Regardless of the drawbacks associated with administrative datasets, they remain important sources of comparative effectiveness between RRP and MIRP, especially in the absence of adequate RCTs and observational studies. They provide Urologists with accurate assessments of hospital stay and perioperative complications representative of community and academic practices. Additionally, in the near future, CPT codes will differentiate between LRP and RALP, allowing a more accurate comparison between treatment modalities.
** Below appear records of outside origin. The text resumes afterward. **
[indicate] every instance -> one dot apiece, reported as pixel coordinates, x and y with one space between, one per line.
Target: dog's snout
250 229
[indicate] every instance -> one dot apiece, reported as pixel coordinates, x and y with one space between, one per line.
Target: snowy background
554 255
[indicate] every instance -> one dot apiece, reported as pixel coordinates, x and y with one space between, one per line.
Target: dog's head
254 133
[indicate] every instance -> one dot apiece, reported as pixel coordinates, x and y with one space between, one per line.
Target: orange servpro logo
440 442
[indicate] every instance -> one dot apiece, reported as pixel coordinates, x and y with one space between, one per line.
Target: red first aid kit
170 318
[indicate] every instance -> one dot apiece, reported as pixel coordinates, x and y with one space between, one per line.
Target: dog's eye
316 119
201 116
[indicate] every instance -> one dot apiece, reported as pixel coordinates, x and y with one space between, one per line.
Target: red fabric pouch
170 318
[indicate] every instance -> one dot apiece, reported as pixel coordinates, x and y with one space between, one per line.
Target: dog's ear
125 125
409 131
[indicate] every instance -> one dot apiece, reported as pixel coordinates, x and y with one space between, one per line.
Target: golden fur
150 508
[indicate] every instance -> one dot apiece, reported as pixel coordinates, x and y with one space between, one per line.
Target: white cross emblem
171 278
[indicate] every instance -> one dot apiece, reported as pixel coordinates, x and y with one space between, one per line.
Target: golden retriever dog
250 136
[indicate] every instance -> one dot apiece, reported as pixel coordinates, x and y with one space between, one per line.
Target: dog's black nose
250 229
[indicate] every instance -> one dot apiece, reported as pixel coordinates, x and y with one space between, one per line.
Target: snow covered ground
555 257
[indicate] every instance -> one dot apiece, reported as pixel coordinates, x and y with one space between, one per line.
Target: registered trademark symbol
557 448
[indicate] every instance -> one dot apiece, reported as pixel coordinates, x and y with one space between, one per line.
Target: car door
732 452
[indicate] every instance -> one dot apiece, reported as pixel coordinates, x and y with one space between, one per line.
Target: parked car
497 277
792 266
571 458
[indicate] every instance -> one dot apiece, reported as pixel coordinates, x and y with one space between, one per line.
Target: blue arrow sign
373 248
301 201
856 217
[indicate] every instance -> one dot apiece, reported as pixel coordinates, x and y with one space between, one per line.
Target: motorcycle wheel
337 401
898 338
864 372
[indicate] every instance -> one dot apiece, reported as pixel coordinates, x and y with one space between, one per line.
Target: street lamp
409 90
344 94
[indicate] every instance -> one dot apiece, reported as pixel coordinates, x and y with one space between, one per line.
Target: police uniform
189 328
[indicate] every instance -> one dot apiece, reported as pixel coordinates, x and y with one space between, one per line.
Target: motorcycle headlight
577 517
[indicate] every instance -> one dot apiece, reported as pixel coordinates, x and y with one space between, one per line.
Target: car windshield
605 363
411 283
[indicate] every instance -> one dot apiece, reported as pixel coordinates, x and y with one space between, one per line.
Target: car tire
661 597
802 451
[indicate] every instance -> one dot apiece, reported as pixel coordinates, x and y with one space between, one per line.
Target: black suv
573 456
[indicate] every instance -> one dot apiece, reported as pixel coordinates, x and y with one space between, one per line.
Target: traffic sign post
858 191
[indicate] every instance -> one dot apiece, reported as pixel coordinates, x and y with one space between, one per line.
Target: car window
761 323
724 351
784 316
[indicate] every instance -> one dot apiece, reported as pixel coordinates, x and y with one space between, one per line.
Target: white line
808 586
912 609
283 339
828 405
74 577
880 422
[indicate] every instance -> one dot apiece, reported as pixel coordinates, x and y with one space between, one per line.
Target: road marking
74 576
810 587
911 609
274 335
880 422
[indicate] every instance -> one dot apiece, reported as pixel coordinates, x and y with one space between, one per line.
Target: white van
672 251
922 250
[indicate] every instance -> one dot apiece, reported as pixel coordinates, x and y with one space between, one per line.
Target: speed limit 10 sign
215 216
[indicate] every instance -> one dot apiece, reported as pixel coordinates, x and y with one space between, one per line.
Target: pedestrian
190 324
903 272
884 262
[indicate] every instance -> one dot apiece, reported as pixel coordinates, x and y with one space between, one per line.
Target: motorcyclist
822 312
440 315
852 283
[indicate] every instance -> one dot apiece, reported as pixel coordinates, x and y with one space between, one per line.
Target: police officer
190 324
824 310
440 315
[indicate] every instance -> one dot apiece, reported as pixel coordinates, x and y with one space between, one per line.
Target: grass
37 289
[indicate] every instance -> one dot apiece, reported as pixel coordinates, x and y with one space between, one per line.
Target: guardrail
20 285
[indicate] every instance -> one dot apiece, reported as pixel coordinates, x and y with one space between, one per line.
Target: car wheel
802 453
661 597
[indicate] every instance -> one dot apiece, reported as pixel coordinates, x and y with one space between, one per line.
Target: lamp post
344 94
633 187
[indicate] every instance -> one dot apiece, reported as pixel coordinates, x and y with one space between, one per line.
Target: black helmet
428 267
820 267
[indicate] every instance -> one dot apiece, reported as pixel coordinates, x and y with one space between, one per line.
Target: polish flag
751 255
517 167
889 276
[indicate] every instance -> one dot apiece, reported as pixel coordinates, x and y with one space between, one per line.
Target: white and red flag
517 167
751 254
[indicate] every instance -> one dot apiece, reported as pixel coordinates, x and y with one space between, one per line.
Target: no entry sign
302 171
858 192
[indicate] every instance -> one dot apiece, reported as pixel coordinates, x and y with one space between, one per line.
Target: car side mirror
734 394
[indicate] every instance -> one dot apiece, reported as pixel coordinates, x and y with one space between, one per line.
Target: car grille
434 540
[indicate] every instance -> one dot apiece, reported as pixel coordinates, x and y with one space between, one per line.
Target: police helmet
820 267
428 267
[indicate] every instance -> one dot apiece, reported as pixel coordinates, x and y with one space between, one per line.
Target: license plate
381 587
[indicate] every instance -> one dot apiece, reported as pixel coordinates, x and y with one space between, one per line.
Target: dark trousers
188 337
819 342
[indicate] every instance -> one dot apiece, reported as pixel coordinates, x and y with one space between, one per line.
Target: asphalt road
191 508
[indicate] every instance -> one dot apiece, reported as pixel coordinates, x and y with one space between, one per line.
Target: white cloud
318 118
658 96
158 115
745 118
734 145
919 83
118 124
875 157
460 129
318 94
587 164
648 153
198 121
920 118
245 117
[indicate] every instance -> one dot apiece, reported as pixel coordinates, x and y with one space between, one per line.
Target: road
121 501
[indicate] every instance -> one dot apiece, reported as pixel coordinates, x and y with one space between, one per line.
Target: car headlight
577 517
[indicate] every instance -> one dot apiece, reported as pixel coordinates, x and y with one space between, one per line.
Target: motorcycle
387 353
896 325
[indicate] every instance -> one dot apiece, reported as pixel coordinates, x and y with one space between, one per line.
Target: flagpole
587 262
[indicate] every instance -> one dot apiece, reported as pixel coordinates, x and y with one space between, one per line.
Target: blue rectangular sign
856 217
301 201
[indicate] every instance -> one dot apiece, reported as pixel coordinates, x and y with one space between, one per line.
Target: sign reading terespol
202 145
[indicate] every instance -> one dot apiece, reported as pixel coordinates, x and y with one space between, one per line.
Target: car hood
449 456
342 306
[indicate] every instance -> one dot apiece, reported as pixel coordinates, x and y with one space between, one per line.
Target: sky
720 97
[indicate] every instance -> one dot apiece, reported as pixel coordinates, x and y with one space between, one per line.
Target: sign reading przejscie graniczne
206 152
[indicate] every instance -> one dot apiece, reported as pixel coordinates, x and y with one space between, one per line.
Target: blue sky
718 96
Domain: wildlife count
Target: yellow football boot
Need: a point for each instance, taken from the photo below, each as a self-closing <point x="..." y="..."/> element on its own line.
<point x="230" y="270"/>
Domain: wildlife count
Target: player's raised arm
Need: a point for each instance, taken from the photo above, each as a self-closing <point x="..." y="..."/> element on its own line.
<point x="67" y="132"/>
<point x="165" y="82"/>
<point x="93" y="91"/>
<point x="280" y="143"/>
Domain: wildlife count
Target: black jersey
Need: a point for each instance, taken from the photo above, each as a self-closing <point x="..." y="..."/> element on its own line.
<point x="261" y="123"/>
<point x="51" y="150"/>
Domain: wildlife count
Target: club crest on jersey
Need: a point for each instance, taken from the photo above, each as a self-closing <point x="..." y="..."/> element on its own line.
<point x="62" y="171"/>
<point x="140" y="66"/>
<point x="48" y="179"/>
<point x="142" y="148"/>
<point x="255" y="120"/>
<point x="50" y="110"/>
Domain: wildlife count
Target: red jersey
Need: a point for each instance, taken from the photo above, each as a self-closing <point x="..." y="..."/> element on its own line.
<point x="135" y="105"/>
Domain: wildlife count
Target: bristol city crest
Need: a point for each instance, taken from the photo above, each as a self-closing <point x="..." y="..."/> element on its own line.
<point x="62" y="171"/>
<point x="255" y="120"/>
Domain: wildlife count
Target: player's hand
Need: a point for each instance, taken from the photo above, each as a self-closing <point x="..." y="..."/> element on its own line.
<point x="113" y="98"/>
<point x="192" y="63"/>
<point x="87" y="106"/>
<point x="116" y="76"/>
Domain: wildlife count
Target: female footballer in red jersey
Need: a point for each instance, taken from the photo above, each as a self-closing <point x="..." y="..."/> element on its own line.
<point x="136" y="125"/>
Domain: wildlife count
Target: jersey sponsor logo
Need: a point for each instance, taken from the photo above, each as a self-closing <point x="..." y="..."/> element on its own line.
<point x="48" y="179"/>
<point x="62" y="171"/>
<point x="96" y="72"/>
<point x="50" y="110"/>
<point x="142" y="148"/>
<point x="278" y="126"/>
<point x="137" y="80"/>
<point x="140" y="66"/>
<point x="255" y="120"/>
While not optimal for functional outcomes assessment, secondary data provide extremely useful data when comparing surgical treatment of prostate cancer.

Conclusions

In the absence of RCTs, comparative effectiveness data analyzing outcomes of RRP, LRP, and RALP are largely provided by observational data and secondary administrative datasets. Non-randomized observational studies provide adequate perioperative data from tertiary centers, however suffer from observer bias, varying surgeon experience, inconsistent outcomes definitions, and lack of generalization to community practice. Secondary datasets provide population-based objective outcomes assessment applicable to both high-volume academic as well as community settings, however lack functional outcomes assessment. However, until standardized prospective comparative analyses of RRP, LRP, and RALP are conducted, comparative outcomes data will remain imperfect. Researchers must strive to provide the best available outcomes data through accurate prospective data collection and consistent outcomes reporting.